Entretanto, o Tribunal de Justiça do Rio de Janeiro começou por proibir a censura do Prefeito. Numa segunda instância, voltou atrás e mandou recolher os livros. Finalmente, a Procuradora-Geral da República solicitou ao Supremo Tribunal Federal que se pronunciasse, tendo o STF anulado a decisão do Tribunal de Justiça do RJ. Ou seja, os livros podem ser vendidos à vontade, sem estarem lacrados em plástico preto.

Isto significa duas coisas: 1) a Justiça brasileira defende a liberdade de expressão; 2) o Prefeito Crivella e seus aliados não percebem nada de crianças. Se percebessem, sabiam que embrulhar um livro num saco preto, selá-lo com lacre e avisar que não é para ser visto por crianças, é o primeiro passo para as crianças quererem vê-lo.

Tenho de dizer que fiquei desiludido com o facto desta tentativa de censura a uma banda desenhada se ter passado no Brasil. Cresci a ler a Turma da Mônica, o clássico da BD brasileira, e espero que este ambiente censório não se estenda à imorredoira obra de Maurício de Sousa. Gostava muito que os meus filhos lessem os mesmos livros aos quadradinhos que eu li, mas não sei se ainda é possível gozar com a Mônica, por ser baixinha e dentuça, ou se não será discriminação em função da aparência física e opressão heteropatriarcal, que obriga as raparigas a conformarem-se aos impossíveis padrões estereotipados de beleza. E duvido que se possa fazer pouco do problema da fala do Cebolinha sem ser acusado de bullying. Ou rir do seu cão, Floquinho, que é tão peludo que nunca se sabe se a boca é rabo, ou vice-versa, pois trata-se de uma clara metáfora achincalhante sobre as pessoas trans. Já para não falar de Cascão, o rapaz que não gosta de tomar banho e é censurado pelos amigos, no que pode ser visto como uma crítica a hippies. E também da Magali, uma menina com distúrbios alimentares. Tudo temas, como se diz agora, problemáticos.
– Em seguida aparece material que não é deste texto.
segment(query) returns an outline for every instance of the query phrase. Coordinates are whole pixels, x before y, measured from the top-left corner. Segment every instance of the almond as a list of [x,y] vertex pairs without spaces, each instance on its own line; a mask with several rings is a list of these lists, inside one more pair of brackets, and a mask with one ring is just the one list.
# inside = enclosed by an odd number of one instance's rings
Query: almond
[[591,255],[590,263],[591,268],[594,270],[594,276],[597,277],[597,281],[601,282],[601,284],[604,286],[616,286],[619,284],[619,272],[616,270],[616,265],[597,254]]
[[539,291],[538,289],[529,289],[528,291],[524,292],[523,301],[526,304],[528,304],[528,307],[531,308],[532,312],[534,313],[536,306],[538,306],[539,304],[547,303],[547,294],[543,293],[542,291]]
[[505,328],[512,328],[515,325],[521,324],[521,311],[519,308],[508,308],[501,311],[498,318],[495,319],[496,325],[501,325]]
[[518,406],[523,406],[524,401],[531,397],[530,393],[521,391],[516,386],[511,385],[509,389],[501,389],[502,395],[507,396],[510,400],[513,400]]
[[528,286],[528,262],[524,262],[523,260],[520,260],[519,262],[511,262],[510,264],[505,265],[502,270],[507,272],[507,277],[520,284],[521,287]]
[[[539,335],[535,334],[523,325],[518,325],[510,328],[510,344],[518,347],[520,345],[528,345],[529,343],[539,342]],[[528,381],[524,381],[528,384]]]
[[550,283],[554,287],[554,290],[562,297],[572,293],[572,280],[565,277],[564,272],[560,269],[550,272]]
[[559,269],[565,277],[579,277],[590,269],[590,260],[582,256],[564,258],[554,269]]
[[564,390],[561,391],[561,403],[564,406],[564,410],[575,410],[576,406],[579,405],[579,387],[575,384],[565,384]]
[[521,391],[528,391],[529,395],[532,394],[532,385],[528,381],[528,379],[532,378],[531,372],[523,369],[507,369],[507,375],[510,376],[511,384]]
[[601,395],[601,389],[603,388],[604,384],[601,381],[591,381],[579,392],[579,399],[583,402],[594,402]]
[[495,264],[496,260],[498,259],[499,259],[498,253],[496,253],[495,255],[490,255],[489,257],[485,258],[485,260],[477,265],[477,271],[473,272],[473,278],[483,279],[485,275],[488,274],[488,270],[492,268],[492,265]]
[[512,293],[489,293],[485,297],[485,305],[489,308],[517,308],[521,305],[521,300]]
Estou à espera do dia em deixe de ser apropriado dar estes livros a crianças. É que, hoje, quando vejo uma notícia sobre livros censurados, tenho mesmo de abrir o link para saber se é reaccionarismo ou progressismo. Desta vez, a censura veio de um reaccionário que não gosta de homossexualidade de dois super-heróis. Para a próxima, a condenação pode ser porque as personagens principais da história são homens e há poucas mulheres representadas. Ou porque são brancos e faltam minorias étnicas. Ou porque são gays, mas cis. Enfim, mais fácil do que dar beijinhos, só ofender um moralista, seja de que lado for.

O que é estranho é que Crivella é um homem profundamente religioso. Inclusive, bispo da IURD. Logo, alguém que sabe que o momento fundador do cristianismo – a morte e ressurreição de Jesus Cristo – começa, justamente, com um beijo entre dois homens. Sem esse ósculo fundacional entre dois marmanjos barbudos, Crivella não teria chegado onde chegou. Ele tem é de dar graças por haver homens às beijocas. Se Judas não tivesse traído Nosso Senhor, em nome de quem é que Crivella ia fazer os seus sermões retrógrados que o guindaram ao poder? Ou Crivella se retracta sobre o beijo, ou manda também embrulhar a Bíblia.